Word on the Street

Round robin evaluations for long tail languages

Adam Wooten

Adam Wooten, localization consultant and trainer at, has more than 15 years of experience in the language industry. He is assistant professor in the translation and localization management program at the Middlebury Institute of International Studies, and the former CEO and cofounder of AccuLing.

“Oh, wow! Really?! Your company works in that many languages?! That’s amazing!”

We’ve all heard it before. People previously unfamiliar with the language services industry will gasp in awe when they hear an agency works in more than 100, 150 or 250 languages. But industry veterans know these numbers are the norm, not an impressive exception. Every language service provider (LSP) works in more than 100 languages — or at least they can — because it is easy to find the contact information for talent in hundreds of languages.

What is more important than translating a specific language is knowing one can trust the translation in that language. That brings up an issue that is much more important than language count: how can a company trust the translations provided in so many languages?

Many methods exist for accrediting, certifying or otherwise verifying the quality of translation talent, but many of those methods soon reach their limits before an LSP has reached the 100-language mark.

The challenge of 7,097 languages

Ideally, a single person or entity could somehow assess and certify the quality of translators and translation providers in any language. However, with 7,097 languages spoken in the world today, as counted by Ethnologue. com, it is absurd to think that any single person could possibly master them all. And no certifying body has come close to offering widely accepted accreditation of translators, interpreters or other language talent in even 100 languages.

So how can LSPs trust each translator in so many languages?

Partial solution: Certifications

Some LSPs may avoid getting into the details by claiming they only work with talent certified by a recognized organization like the ATA (American Translators Association) or the NAATI (Australia’s National Accreditation Authority for Translators and Interpreters). However, the ATA only certifies translators in 18 languages — and 32 language pairs — while the NAATI certifies translators and interpreters in 60 languages other than English.
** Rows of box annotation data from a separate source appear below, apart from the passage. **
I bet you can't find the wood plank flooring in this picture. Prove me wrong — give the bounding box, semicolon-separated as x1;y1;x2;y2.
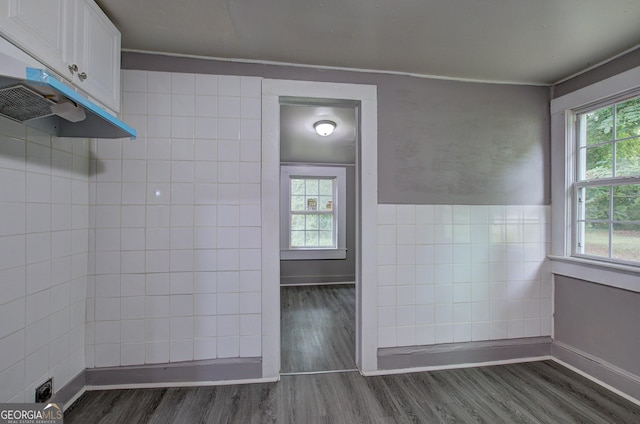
64;361;640;424
280;284;356;373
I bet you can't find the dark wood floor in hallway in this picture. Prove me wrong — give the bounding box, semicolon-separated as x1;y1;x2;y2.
64;361;640;424
280;284;356;373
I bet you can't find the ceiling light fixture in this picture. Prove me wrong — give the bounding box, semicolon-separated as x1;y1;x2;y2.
313;119;336;137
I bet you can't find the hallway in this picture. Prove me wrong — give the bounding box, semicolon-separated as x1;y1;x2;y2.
280;284;356;373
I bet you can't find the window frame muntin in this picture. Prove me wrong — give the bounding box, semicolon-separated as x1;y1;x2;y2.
279;163;347;260
565;93;640;267
287;174;341;250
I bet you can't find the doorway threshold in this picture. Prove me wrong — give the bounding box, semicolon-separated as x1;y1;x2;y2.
280;368;360;376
Few other organizations offer certification in so many languages.

Certifications and degrees can help provide some reassurance that a linguist can be trusted. But how can an LSP trust a linguist who works in a language or subject for which certification is not readily available?

Partial solution: Experience and reputation

When asked about these exceptions, another LSP might point to reputation and experience. According to EN 15038, the European Standard for Translation Services, if a translator does not gain professional competencies through “formal higher education in translation (recognized degree)” then the translator can gain those competencies through either “equivalent qualification in any other subject plus a minimum of two years of documented experience in translating” or “at least five years of documented professional experience in translating.”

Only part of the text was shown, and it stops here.